Yo no estaba del todo en sintonía. Pero casi. Sentía que casi casi, pero no, y se me escapaba. Seguía cogiendo. Cuando dije la primera porquería me soné falso. Ella no reaccionó. Pensé en bajarme. En dejar que siguiéramos hasta que todo terminara. Hasta la próxima oportunidad. No sé quién eligió por mí seguir. Le dije otra basura de rigor. Apenas un gemido. Repetí. El gemido fue más sólido. Le dije: puta. Al rato acabó, y yo con ella.
Me sentía como si no me sintiera, y estaba muy bien. Muy muy bien. Porque me sentía bien, seguro. Era, no obstante, como si no me sintiera. Intenté un segundo arresto, pero esos días ya se fueron para no volver. Estuvo divertido. Intentamos un 69. No podría afirmar que ella estuviera excitándose. Más bien era como una satisfacción ligeramente potenciada. Logré una erección. No así mantenerla. Repito, estuvo muy bien.
Los días posteriores pensé mucho en sexo. Poco, sin embargo, en la táctica Federico de contar historias, de fabular. Reparar en ella era en general pensar en una práctica impensada de un pueblo exótico. Llegada la fecha del nuevo encuentro, las cosas fueron diferentes.

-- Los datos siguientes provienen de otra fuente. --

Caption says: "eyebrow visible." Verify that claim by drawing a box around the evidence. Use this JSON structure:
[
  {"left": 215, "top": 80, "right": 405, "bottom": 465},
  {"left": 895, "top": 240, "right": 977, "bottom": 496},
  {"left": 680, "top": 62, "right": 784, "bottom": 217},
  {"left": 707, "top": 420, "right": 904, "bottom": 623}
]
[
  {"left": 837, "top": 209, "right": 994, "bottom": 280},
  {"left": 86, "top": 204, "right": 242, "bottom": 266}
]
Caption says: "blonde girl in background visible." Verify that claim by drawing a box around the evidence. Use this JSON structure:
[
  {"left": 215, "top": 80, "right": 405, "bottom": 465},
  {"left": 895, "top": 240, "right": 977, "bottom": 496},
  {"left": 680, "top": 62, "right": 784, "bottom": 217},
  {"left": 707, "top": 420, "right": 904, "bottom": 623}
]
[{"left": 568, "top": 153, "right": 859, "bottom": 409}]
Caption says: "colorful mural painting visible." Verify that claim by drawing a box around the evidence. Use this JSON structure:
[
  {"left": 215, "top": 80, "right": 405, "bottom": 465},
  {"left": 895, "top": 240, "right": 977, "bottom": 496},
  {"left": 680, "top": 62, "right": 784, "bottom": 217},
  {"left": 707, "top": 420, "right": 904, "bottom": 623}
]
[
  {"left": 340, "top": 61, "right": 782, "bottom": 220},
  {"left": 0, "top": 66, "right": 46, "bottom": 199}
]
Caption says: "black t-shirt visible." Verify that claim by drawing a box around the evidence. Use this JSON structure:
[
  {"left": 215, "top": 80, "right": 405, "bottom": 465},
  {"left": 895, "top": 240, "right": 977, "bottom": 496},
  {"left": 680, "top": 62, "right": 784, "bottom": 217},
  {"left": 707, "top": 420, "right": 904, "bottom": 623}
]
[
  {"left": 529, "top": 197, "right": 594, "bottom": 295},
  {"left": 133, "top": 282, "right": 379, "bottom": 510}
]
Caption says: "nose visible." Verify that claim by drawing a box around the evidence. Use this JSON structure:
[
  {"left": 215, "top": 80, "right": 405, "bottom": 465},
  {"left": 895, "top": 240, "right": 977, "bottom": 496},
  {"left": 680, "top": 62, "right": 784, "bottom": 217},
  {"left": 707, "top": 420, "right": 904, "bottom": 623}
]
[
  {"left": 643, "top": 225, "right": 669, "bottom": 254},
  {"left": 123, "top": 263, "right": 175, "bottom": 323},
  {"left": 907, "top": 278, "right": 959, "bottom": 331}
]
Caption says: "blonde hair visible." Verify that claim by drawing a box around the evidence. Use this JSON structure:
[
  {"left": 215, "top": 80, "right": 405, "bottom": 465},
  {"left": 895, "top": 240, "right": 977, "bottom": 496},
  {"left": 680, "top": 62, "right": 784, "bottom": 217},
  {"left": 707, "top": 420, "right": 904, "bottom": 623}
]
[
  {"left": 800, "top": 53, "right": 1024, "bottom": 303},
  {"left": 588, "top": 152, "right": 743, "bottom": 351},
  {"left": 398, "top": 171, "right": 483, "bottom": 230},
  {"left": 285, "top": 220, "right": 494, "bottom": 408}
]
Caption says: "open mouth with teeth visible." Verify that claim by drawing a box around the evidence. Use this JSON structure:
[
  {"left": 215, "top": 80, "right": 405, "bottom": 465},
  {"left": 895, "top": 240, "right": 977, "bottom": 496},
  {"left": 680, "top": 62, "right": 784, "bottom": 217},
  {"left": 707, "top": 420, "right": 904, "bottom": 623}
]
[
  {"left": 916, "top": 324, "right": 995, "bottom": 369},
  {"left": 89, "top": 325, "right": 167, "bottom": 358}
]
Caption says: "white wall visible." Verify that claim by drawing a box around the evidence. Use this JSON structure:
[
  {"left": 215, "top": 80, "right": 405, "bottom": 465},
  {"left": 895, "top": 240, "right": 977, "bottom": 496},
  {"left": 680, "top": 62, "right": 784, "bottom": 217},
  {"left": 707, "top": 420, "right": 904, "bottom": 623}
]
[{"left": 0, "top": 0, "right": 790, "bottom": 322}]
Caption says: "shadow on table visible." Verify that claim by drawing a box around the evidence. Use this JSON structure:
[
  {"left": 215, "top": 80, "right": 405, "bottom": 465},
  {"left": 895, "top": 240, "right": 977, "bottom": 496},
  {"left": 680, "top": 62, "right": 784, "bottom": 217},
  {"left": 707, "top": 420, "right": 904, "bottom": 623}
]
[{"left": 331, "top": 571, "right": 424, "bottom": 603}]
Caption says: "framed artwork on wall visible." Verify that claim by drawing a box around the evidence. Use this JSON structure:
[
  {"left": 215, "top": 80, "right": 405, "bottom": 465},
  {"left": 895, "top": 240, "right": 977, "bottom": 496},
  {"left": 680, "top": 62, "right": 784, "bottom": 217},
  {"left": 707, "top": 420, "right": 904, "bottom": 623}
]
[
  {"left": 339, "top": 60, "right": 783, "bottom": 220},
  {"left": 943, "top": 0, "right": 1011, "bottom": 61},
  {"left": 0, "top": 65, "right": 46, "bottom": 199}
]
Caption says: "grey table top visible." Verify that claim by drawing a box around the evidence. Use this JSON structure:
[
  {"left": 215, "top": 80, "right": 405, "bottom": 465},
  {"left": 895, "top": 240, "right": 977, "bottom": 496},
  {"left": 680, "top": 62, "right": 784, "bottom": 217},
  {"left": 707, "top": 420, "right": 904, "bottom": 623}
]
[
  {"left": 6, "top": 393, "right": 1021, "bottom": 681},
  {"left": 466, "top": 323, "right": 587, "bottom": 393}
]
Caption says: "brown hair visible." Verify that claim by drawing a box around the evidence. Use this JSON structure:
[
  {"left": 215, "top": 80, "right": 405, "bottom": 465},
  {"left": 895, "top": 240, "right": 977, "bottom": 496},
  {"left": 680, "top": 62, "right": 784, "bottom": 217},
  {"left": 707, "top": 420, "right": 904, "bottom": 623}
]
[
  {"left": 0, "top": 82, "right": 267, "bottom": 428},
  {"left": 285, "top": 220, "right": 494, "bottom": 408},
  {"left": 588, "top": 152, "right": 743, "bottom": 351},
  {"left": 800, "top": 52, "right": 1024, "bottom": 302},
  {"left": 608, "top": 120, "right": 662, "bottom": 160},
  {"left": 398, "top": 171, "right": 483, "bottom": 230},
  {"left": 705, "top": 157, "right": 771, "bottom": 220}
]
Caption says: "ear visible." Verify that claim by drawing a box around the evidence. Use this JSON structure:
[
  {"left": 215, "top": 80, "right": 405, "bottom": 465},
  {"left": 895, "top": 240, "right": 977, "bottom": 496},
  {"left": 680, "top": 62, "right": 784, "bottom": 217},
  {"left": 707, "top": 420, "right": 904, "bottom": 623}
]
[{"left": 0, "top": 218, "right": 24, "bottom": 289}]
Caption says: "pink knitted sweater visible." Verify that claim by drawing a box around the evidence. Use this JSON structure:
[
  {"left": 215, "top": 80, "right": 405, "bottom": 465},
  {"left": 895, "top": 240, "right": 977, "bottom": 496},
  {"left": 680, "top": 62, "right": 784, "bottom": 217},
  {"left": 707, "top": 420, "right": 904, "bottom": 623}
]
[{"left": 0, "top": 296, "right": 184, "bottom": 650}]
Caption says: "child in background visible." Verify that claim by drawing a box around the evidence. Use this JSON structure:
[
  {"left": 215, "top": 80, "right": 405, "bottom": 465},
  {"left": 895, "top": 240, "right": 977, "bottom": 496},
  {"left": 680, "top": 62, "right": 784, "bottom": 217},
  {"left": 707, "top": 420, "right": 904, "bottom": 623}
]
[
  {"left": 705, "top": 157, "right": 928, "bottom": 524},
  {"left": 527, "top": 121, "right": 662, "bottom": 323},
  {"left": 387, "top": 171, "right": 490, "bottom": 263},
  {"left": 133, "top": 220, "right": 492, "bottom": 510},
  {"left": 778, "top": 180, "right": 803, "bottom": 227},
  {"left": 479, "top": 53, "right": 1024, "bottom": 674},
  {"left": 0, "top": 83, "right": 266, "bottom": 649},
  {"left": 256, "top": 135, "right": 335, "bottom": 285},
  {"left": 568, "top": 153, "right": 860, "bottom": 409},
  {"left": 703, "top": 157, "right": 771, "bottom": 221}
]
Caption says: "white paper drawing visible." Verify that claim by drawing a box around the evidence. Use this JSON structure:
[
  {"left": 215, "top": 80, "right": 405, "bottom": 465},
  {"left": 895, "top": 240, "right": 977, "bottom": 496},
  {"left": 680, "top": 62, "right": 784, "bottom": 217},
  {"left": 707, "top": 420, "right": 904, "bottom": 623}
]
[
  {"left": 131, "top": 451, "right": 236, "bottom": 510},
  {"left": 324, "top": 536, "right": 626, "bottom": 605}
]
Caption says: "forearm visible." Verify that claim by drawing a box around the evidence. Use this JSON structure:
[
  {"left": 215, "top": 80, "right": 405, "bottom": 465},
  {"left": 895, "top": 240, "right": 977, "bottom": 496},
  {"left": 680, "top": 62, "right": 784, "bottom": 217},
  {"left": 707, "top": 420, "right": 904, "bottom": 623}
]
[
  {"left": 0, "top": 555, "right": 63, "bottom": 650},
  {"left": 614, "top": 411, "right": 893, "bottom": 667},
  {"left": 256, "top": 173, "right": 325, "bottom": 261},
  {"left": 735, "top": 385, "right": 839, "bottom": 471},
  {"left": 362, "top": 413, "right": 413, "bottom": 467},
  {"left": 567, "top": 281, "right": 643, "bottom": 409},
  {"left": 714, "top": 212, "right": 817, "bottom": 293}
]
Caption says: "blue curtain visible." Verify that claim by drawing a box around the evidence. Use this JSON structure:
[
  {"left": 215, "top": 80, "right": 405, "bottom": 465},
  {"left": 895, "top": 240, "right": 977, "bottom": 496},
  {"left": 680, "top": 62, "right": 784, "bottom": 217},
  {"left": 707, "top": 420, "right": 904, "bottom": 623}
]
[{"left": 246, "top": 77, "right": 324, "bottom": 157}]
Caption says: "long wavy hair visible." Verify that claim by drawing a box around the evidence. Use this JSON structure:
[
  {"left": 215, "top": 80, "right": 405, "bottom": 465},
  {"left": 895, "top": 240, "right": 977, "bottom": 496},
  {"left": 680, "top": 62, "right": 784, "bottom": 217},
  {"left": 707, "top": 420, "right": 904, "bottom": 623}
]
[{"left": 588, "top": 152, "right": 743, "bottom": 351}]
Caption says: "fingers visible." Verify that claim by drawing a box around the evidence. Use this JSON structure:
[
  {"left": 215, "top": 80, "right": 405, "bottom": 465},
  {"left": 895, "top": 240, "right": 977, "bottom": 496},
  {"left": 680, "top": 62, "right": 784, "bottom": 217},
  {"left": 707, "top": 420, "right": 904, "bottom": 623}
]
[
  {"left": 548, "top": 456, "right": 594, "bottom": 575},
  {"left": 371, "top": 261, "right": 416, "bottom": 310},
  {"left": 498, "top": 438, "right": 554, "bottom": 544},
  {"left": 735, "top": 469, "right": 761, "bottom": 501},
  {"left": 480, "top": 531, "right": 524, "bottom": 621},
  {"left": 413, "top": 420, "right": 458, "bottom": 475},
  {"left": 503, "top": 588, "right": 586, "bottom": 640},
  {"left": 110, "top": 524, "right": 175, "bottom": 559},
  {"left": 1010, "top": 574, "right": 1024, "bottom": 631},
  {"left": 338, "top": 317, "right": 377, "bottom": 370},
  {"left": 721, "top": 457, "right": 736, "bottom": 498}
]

Todo me remitía a sexo con Laura. Por partida doble: a sexo, y a sexo con Laura. No podía discriminar bien entre ambas. Comencé a pensar que, como un pelotudo, me estaba enamorando. Temí y deseé ya estarlo.
Un pelotudo enamorado, pero con suerte, y que coje. Y que, ¡Dios!, estaba de novio. Rarísimo. Me sentía comenzando a ennoviar, y deseaba y no temía volverme un novio de 60 años. Con toda la intención de boicotear un estado de cosas que me favorecía, que me hacía feliz, se hizo presente el fantasma narrativo. Me instigaba a abandonar mi presente de plenitud, a dar un salto, a seguir y seguir. Contar historias, me decía, no es una opción. No, porque ella lo quiere. No, porque vos lo querés. No, porque el sexo va a ser mucho pero mucho mejor. No, porque si no lo hacés, todo va a ser peor. No hay eterno presente. Vos sabés, nada permanece en su lugar. Permanecer es envejecer. A la larga, es morir. ¿Querés que lo que tienen muera?
Claro que no quería. Claro que el cúmulo de verdades evidentes se me venía encima, y volvían a acosarme. Sin embargo, todavía seguía, de cierta manera, sin sentirlo.
Entonces fue el cine. A instancias de Federico, fui a ver una película yanqui, muy corta, sobre una pareja que retomaba, diez años después (todavía eran jóvenes. Tendrían 30 años cada uno), un breve romance interrumpido. Era muy buena. No me pareció excelente, pero era muy buena, sí. Pero no hablaba sobre mí: hablaba sobre mi hijo. No importó. No era la película. Éramos Laura y yo, viendo una película.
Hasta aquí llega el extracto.